Abrupt climate change, not humans, doomed the woolly mammoth

Abrupt climate change, not humans, doomed the woolly mammoth
Abrupt climate change, not humans, doomed the woolly mammoth

Mankind has gotten a really bad rep lately as environmentalists blame us for everything from blizzards to droughts to rising sea levels and the infinitesimal warming in the last 100 years. So it’s refreshing to read today that when woolly mammoths disappeared 11,000 years ago, we had little, if anything, to do with it. That’s according to a new study detailing how researchers set out to discover why these giant animals went extinct after the last glacial period.

Most theories put forth suggested their demise came from the over-eager predation and habitat intrusion of man. But these new findings showed that abrupt global warming helped kill off the woolly mammoth and that we had a small, secondary role. The study’s lead author, professor Alan Cooper, who is the director of the Australian Centre for Ancient DNA at the University of Adelaide, said “This abrupt warming had a profound impact on climate that caused marked shifts in global rainfall and vegetation patterns. Even without the presence of humans we saw mass extinctions.”

That’s because short, rapid bursts of global warming dramatically altered rainfall amounts, which in turn resulted in a dearth of vegetation that these ice age animals relied on for sustenance. Humans also played a role, albeit smaller, by hunting these large animals (megafauna) across the Northern Hemisphere. Couple the lack of rainfall and food in a warming climate, and the death knell was rung for woolly mammoths, as well as other ice age creatures.
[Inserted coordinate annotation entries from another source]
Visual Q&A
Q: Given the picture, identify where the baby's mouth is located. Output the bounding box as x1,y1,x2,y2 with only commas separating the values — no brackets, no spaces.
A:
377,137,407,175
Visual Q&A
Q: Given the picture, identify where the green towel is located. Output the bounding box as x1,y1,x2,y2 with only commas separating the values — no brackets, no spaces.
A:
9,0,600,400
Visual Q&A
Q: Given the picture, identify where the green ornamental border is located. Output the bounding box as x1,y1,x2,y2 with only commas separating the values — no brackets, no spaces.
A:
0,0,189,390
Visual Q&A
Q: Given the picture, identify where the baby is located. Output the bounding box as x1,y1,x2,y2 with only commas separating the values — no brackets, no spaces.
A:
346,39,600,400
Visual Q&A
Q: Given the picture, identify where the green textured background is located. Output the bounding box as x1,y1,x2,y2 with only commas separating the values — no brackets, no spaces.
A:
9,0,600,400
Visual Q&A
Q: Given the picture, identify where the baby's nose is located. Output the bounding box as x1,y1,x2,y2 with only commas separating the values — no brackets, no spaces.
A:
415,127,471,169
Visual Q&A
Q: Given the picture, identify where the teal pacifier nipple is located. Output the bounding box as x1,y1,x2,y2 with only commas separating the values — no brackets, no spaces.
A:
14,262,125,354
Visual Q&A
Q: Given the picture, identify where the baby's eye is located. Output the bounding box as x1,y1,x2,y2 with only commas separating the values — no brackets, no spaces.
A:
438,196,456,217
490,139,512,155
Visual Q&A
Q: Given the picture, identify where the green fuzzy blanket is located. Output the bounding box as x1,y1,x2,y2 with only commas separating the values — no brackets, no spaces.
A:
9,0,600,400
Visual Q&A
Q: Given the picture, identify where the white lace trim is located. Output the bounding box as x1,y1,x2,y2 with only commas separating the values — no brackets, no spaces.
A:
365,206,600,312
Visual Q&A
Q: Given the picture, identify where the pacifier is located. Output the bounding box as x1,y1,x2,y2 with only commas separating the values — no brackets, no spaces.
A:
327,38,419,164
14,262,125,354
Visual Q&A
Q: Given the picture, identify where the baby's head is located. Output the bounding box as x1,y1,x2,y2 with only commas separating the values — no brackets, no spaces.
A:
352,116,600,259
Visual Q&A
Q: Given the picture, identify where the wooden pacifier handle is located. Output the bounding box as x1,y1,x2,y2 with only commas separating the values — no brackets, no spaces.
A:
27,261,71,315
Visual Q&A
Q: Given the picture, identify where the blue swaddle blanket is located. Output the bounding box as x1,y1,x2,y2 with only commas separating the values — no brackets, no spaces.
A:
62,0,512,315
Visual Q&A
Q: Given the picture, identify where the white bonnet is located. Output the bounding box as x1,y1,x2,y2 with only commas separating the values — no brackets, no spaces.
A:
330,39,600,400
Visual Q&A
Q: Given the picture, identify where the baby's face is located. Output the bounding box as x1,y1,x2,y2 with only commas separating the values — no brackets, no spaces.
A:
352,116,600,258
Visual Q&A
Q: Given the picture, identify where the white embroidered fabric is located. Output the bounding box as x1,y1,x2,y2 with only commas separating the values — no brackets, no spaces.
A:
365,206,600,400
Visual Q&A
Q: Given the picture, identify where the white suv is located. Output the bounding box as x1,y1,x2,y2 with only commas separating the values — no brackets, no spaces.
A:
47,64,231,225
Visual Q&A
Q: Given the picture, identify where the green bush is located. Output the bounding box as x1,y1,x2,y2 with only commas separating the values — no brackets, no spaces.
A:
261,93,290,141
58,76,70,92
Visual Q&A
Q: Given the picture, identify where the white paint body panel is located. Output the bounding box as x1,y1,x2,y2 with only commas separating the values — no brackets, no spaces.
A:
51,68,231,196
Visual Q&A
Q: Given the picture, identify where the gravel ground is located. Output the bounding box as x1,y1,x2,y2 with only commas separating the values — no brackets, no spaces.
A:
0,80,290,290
Scientists have long debated whether the disappearances of large ice-age species were due to “environmental influences or human activity.” By analyzing the ancient DNA extracted from the fossilized remains of the extinct ice-age animals, they were able to compare it to the “climate data stretching back some 56,000 years.”

But to get this climate timeline, Cooper et al used ice core samples obtained from Greenland. They recorded climate changes during the Late Pleistocene age, which was largely dominated by retreating glaciation. They then compared “ancient DNA and radiocarbon data from 31 detailed time series of regional megafaunal extinctions/replacements … with standard and new combined records of Northern Hemisphere climate.”
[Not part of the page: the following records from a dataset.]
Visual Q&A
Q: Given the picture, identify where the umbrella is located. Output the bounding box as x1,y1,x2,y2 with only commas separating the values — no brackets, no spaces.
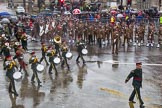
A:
64,11,71,15
116,14,124,18
110,10,117,14
0,12,10,16
1,18,10,23
73,9,81,14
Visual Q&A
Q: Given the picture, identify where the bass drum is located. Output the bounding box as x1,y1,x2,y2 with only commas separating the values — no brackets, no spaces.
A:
53,57,61,64
82,48,88,55
13,72,22,82
66,52,73,60
36,64,44,73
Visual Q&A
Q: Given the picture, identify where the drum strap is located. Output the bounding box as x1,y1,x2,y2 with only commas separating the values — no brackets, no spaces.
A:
33,58,38,63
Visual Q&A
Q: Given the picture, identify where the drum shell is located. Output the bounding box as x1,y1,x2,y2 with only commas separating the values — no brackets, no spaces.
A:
36,64,44,73
53,57,61,65
66,52,73,60
82,48,88,55
13,72,22,82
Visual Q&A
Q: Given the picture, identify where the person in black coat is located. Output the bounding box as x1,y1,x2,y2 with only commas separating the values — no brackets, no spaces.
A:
0,42,11,70
125,63,144,108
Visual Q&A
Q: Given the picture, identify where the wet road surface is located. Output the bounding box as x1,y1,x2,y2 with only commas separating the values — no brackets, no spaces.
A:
0,42,162,108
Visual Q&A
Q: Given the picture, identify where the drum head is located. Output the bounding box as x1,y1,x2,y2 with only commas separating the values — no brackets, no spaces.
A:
82,49,88,54
13,72,22,80
37,64,44,71
66,52,72,58
54,57,61,64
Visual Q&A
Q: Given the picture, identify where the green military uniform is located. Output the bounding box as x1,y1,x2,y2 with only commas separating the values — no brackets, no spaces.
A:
39,45,49,66
125,62,144,108
5,61,18,96
29,55,41,86
21,34,28,51
0,45,10,70
112,28,120,54
61,45,70,70
47,50,58,76
76,40,85,64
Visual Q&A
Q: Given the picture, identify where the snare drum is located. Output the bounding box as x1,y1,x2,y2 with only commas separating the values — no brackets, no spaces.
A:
65,52,73,60
53,57,61,64
13,72,22,81
36,64,44,73
82,48,88,55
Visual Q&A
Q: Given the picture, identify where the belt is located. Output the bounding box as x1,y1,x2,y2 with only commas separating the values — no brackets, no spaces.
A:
134,77,142,81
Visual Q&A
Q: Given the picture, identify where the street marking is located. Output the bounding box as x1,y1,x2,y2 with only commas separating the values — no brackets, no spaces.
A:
102,60,162,66
100,88,124,97
100,88,152,104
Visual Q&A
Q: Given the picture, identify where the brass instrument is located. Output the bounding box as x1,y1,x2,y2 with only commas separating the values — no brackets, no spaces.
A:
54,35,62,44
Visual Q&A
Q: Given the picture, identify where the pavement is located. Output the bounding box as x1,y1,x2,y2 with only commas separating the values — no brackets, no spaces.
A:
0,42,162,108
0,2,162,108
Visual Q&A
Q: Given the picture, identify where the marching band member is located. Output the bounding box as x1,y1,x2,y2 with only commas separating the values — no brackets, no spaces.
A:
21,32,28,51
76,38,85,64
5,56,18,96
13,45,29,76
61,41,70,70
13,41,20,53
47,46,58,76
0,42,10,70
54,36,61,57
112,26,120,54
147,24,155,47
29,52,41,86
39,42,49,66
157,25,162,48
125,62,144,108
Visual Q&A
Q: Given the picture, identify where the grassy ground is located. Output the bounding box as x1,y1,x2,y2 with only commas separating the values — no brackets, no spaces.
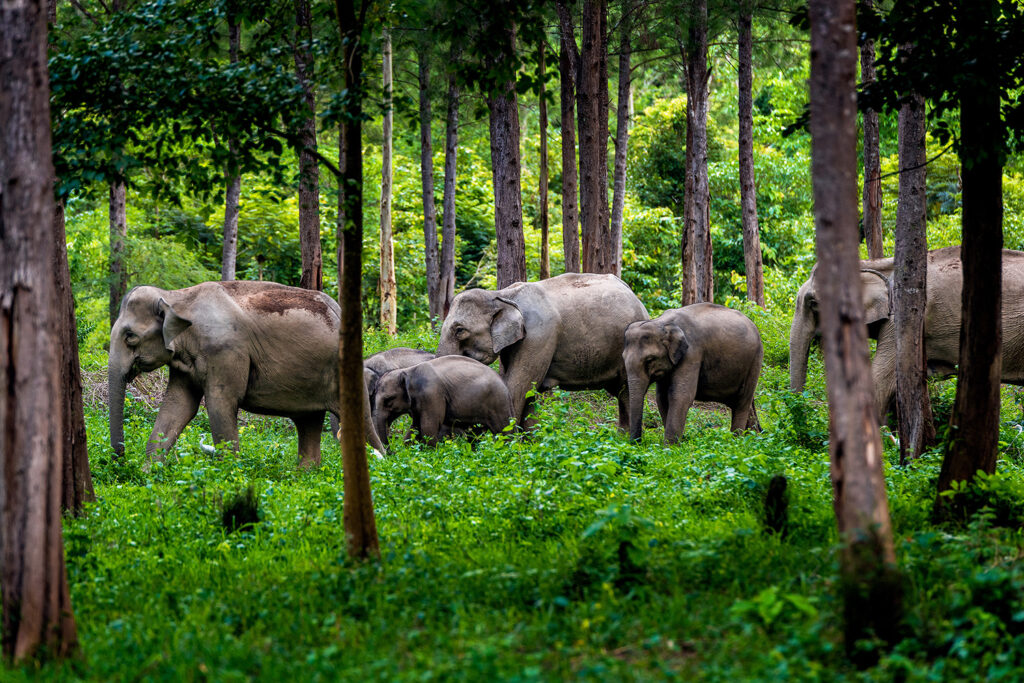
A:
16,317,1024,681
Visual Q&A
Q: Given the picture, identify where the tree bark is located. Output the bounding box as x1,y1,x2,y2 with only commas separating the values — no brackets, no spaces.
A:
810,0,902,653
892,63,935,464
418,44,443,325
557,0,580,272
0,0,78,663
738,4,765,308
437,48,459,319
682,0,715,306
860,0,885,258
939,0,1006,497
380,29,398,337
611,0,636,276
295,0,324,290
538,40,551,280
577,0,613,272
335,0,380,558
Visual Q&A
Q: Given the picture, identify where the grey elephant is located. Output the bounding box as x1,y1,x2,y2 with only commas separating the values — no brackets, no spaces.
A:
108,282,384,467
374,355,512,444
437,273,649,430
790,247,1024,418
623,303,764,443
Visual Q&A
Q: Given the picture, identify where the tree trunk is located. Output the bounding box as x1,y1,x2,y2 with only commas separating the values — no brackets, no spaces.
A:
538,40,551,280
578,0,613,272
335,0,380,558
683,0,715,306
557,0,580,272
939,0,1006,502
893,70,935,464
860,0,885,258
295,0,324,290
0,0,78,663
220,3,242,281
487,22,526,289
437,48,459,319
738,4,765,308
611,0,636,275
380,29,398,337
418,44,443,325
810,0,902,653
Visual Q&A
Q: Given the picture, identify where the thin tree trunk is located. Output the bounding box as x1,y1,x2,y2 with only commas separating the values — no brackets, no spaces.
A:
739,4,765,308
577,0,612,272
109,180,128,327
335,0,380,558
295,0,324,290
418,44,442,325
860,0,885,258
683,0,715,306
893,74,935,464
437,48,459,319
538,40,551,280
939,0,1006,505
380,29,398,337
0,0,78,663
611,0,636,275
810,0,902,653
220,3,242,281
557,0,580,272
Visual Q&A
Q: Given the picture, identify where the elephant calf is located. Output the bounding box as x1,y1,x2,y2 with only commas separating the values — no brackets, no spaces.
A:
623,303,764,443
374,355,512,444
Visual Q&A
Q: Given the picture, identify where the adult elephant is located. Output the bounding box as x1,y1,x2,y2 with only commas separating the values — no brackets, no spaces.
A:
437,272,650,431
790,247,1024,416
108,282,384,467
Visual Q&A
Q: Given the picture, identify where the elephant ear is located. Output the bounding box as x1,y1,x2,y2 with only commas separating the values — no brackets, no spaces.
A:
490,297,526,353
157,298,191,351
665,325,690,366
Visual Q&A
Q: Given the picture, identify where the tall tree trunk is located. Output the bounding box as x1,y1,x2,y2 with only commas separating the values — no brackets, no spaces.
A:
538,39,551,280
418,44,443,325
0,0,78,663
683,0,715,306
557,0,580,272
939,0,1006,502
860,0,885,258
893,62,935,464
577,0,613,272
220,2,242,281
295,0,324,290
611,0,636,275
810,0,902,653
739,4,765,308
335,0,380,558
380,29,398,337
437,48,459,319
109,180,128,327
487,26,526,289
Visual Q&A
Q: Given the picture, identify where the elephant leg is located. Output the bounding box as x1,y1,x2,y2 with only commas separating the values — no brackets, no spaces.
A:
292,411,325,469
145,371,203,462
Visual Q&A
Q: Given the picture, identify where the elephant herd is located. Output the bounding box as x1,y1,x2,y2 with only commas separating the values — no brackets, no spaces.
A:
109,247,1024,467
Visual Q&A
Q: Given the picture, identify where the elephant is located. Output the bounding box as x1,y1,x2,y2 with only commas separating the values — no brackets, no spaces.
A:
437,272,649,430
374,355,512,445
790,247,1024,419
623,303,764,444
108,282,384,467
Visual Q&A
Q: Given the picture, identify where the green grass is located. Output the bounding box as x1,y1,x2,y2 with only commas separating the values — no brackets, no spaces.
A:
16,316,1024,681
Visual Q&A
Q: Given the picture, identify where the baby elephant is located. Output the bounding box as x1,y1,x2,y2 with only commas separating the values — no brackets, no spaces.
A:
374,355,512,445
623,303,764,443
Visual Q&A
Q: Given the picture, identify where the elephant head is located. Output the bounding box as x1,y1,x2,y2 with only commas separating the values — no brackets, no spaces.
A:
790,266,892,391
623,321,689,441
106,287,191,457
437,290,526,366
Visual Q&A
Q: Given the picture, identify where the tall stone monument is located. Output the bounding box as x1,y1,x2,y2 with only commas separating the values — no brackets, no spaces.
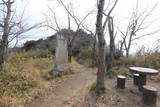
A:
53,35,69,77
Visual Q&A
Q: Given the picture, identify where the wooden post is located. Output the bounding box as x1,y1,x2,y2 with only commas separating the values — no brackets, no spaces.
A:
117,75,126,89
142,85,158,107
133,74,139,86
138,74,146,91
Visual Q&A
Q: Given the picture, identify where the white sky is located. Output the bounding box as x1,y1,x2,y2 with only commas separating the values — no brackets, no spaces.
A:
14,0,160,51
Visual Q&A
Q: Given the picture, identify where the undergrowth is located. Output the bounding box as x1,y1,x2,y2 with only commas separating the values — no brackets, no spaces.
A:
0,51,53,107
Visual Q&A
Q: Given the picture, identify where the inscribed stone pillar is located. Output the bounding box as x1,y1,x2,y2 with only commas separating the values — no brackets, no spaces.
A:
53,35,69,77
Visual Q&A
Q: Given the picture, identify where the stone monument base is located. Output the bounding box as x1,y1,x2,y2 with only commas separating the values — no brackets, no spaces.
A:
53,65,69,78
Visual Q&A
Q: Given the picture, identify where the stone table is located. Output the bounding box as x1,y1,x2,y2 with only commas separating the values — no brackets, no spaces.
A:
129,67,159,91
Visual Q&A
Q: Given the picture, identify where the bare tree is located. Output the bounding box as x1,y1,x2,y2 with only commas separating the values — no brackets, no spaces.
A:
96,0,106,93
107,17,117,70
44,0,93,62
96,0,118,93
118,2,160,57
0,0,38,68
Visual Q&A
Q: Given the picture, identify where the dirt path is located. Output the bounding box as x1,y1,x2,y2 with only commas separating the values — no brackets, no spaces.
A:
26,65,96,107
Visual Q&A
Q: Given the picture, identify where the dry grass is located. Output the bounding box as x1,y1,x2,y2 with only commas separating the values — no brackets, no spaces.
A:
0,51,53,107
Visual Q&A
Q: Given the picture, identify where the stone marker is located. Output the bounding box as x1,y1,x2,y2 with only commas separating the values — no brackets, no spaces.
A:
53,35,69,77
133,74,139,86
142,85,158,107
117,75,126,89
The scientists noticed that bursts of warming coincided with major extinction events, long before the appearance of man. In fact, the human species (other than modern man) died out during the Pleistocene age, a period “marked by repeated glacial cycles in which continental glaciers pushed to the 40th parallel in some places.” Many megafauna also became extinct over this time period, a trend that continued into the Holocene age, the one we’re currently experiencing.

The DNA analysis provided information about “extinction events by allowing researchers to look for periods when populations of the animals became restricted or contracted, causing a loss in genetic diversity.” It showed that when the climate rapidly warmed, “ice age giants like the mammoths and giant sloths didn’t fare as well as expected.”

Scientists also compared the genomes of two woolly mammoths with those of Asian elephants, their nearest biological cousin. They found differences in over 1,600 genes, which changed the mammoth’s “skin, hair, fat storage, metabolism and temperature sensation and allowed them to survive the freezing temperatures during the last ice age.”

One of the genes, known as TRPV3, is thought to be responsible for a mammoth’s sensitivity to cold. But once the planet started warming up as it left the last glacial period, the mammoths were “ill equipped to cope.” After repeated successions of warm periods, more of the ice age animals began to die off, and modern-day man started flourishing in the once-inhospitable Northern Hemisphere. It also takes an exceptionally long time of sustained multi-decadal warmth to melt the glaciation that occurred during the Pleistocene age. (It took almost five months to melt a man-made 60-foot-high parking lot-sized glacier to melt in Boston this summer.)

What this study also shows is that the Earth has been going through these short and long stretches of warming and cooling for millions of years, a natural phenomenon that will continue for thousands of millennia to come. Maybe they can use the megafauna DNA to create a Pleistocene Playground, à la Jurassic Park, though probably not a good idea.